Lo dico usando un francesismo. Dal punto di vista tecnico il film fa cagare. Non funziona. Non può funzionare. È un mattone inguardabile di quasi due ore! La trama da me riportata è volutamente lunghissima, estenuante e iper-dettagliata, perché deve dare un'idea seppur vaga della natura di questo film di Harel. Le pause tra una rimuginazione del Nostro Eroe e la successiva sono davvero piccolissime. Lo spettatore non fa in tempo ad apprezzare il dono del silenzio e subito viene aggredito da una nuova massa di fricative uvulari e di vocali nasalizzate. Vale la pena far notare che non tutti i romanzi sono automaticamente traducibili in una pellicola. Può anche uscirne qualcosa che non è affatto godibile.  
 
Per quanto riguarda i contenuti, la trasposizione dell'opera di Houellebecq sembra abbastanza fedele, curata fin nei minimi dettagli. Eppure, analizzandola con attenzione, si notano alcune importanti differenze, non soltanto formali. Il finale del film diverge in modo drastico da quello del romanzo. Non so se questo si debba alla fantasia del regista o a una bizzarria di Houellebecq. 
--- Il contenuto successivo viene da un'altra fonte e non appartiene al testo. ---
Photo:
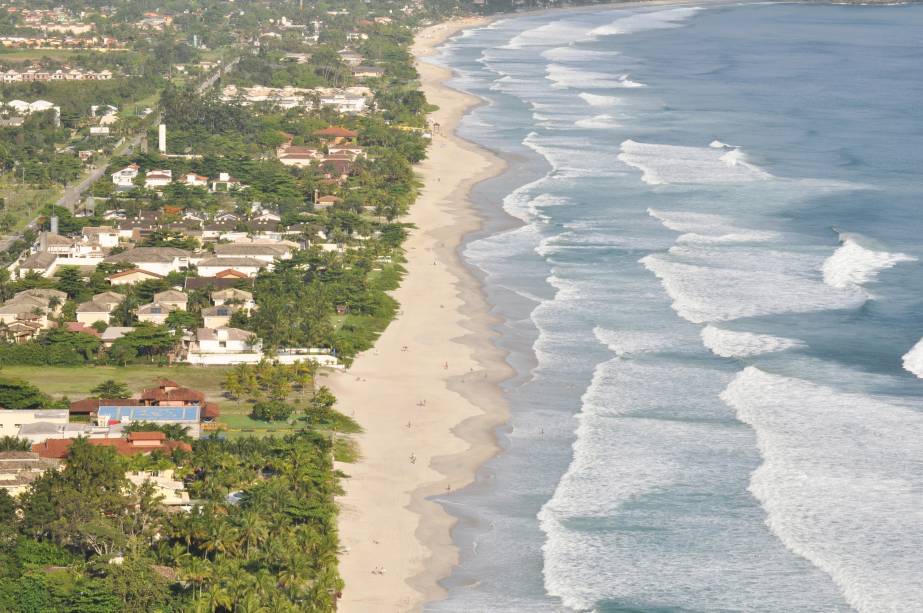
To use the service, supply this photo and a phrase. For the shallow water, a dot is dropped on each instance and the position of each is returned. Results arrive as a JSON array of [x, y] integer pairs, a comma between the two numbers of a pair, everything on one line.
[[710, 302]]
Nel film il Nostro Eroe, appena dimesso dalla clinica psichiatrica, si reca al cimitero a visitare la tomba di Tisserand, descrivendo la sua infelice esistenza come una lotta eroica. Non si trova traccia di questa visita nel romanzo. Alcune parole simili al panegirico funebre del film, ma più stringate, sono tuttavia state pensate dal protagonista dell'opera cartacea quando ha ricevuto la notizia della tragica morte del collega: 
 
"Almeno, mi dissi quando seppi della sua morte, si è battuto sino in fondo. Il villaggio-vacanze, le settimane bianche... Almeno non ha abdicato, non ha abbassato la guardia. Fino in fondo e malgrado i ripetuti insuccessi, ha cercato l'amore."
 
Nel film il Nostro Eroe riesce a trovare una compagna, durante un corso di ballo. Manca qualsiasi somiglianza col finale del romanzo. Se mi è permesso, in questo caso la distanza ontologica tra le due opere è fortissima. Nel film, il protagonista crede di ritrovare un senso della propria esistenza: una donna che gli sorride è la premessa di un periodo nuovo della vita, che gli porterà gioie e dolori. Nell'opera cartacea, il protagonista perde invece completamente la possibilità di ritrovare un senso della propria esistenza: giunto tra le montagne dell'Ardèche, piange durante i pasti, va in bicicletta tra i boschi e fallisce nel tentativo di cogliere un istante di lucidità. I Wikipediani affermano che questo viaggio in Ardèche "si rivelerà solo un'altra occasione persa"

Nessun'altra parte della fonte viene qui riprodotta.